Liberdade máxima

Mendes: ”Fugi de casa e minha bicicleta ficou enferrujando. Sem ela, nunca mais me senti livre”

Fugi com 12 anos. Ela ficou jogada num canto, e nunca mais senti a sensação de leveza e liberdade que me proporcionou aquela bicicleta. Nunca mais me senti tão feliz

Bicicleta era liberdade porque produzia mobilidade. Ganhei a minha primeira aos 10 anos de idade, da tia Lavínia. Havia concluído o primário sem repetir nenhum ano (antigamente era assim: repetia-se de ano) e aquele era meu prêmio. Era enorme. Uma Phillips, aro 28 e de corrida (das usadas era a mais barata no ciclista). O quadro era alto e eu tinha que entrar no meio para poder pedalar. Fui crescendo e logo consegui sentar no selim. O guidão era em forma de chifre, para correr inclinado como um ás de corridas. E era assim que eu me sentia em cima dela.

Amava a bicicleta. Vivi a parte mais lúdica e poética de minha vida em cima dela. A impressão é que às vezes ela voava para distâncias longínquas, principalmente nas descidas. E eu colocava toda pressão para ir mais rápido ainda. Era delicioso sentir o vento quebrando na cara.
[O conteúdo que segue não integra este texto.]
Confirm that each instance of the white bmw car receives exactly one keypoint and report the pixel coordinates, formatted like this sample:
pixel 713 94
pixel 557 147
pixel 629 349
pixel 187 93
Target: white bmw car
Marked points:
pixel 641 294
Com ela fui às lagoas e às matas nadar, pescar e caçar de estilingue ou de ronqueira (arma de fogo improvisada). Depois foi minha condução para atravessar da zona norte para a zona leste de São Paulo, onde estava a escola de Admissão ao Ginásio. Cuidava como fosse meu bichinho de estimação. Com o maior carinho desmontava suas peças para limpar e azeitar.

Fugi de casa com quase 12 anos. Ela ficou jogada num canto, enferrujando até ser vendida como ferro-velho. Nunca mais voltei a sentir a sensação de leveza e liberdade que me proporcionou aquela bicicleta. Nunca mais consegui me sentir tão feliz. Mesmo por isso, ao sair da prisão, não me animei a aprender a dirigir outros veículos. Comprei uma bike, dessas de largos pneus de passeio. Explorei quase todos os bairros aqui ao redor. Até poderia comprar um carro. Mas achei o sacrifício grande e caro demais para tão pouco proveito. Na bike eu me exercito, suo bastante e mantenho a forma.

Tenho certeza de que não sentiria nem um pouco de liberdade nesse trânsito pesado de São Paulo. Ao contrário. Já como passageiro dá agonia. Vai crescendo uma ansiedade no peito e, caso não seja demasiado distante, desço e vou a pé. Adoro andar. Andar sem afobamento traz reminiscências da leveza daquela liberdade ciclística da infância.

 

Nem nas estradas, com o carro quase
voando de verdade, senti aquela doce sensação de estar me movendo no ar... Cansa pilotar, são caros os pedágios, estradas lotadas de carros e caminhões. E dá receio das estradas, as pessoas fazem de seus carros armas explosivas. Quase todos os motoristas profissionais estão fazendo curso de direção defensiva. Provavelmente porque o curso ensina a se defender dos outros “motoristas”.

Bike é individual

Outro dia estava em uma rodovia seguindo para a praia, conduzido por um amigo extremamente hábil no volante. De repente, saída da neblina, lá vem uma roda enorme, rolando/caindo em nossa direção. Só deu tempo de desviar, mas pegou o carro de trás e rolou ribanceira abaixo. Paramos pensando em prestar socorro. Amassou o capô e quebrou o para-brisa do carro. Ninguém se feriu, apenas escoriações. Melhor. Era preciso seguir em frente. Não encontramos o carro que soltou a roda pela frente. Ficamos tentando imaginar o que acontecera.

O que mais me trava é a responsabilidade de conduzir veículos com outras pessoas dentro. A bike é individual. No caso de qualquer acidente, só a gente se dá mal. O que não chega a ser um alívio. Mas, quando a gente não se tem como o centro do mundo, é algo a ser considerado.

Na praia consegui uma bicicleta emprestada. Dessas modernas, de alumínio, com câmbio de 21 marchas. Voei pelas praias de Caraguatatuba e Ubatuba. Mas precisei beber para descontrair e me soltar em cima dela. Havia resquícios daquela sensação de mobilidade no ar, da liberdade vivida na infância, mas nunca mais tão leve, tão suave e tão querida...


*Luiz Alberto Mendes, 58, é autor de Memórias de um sobrevivente.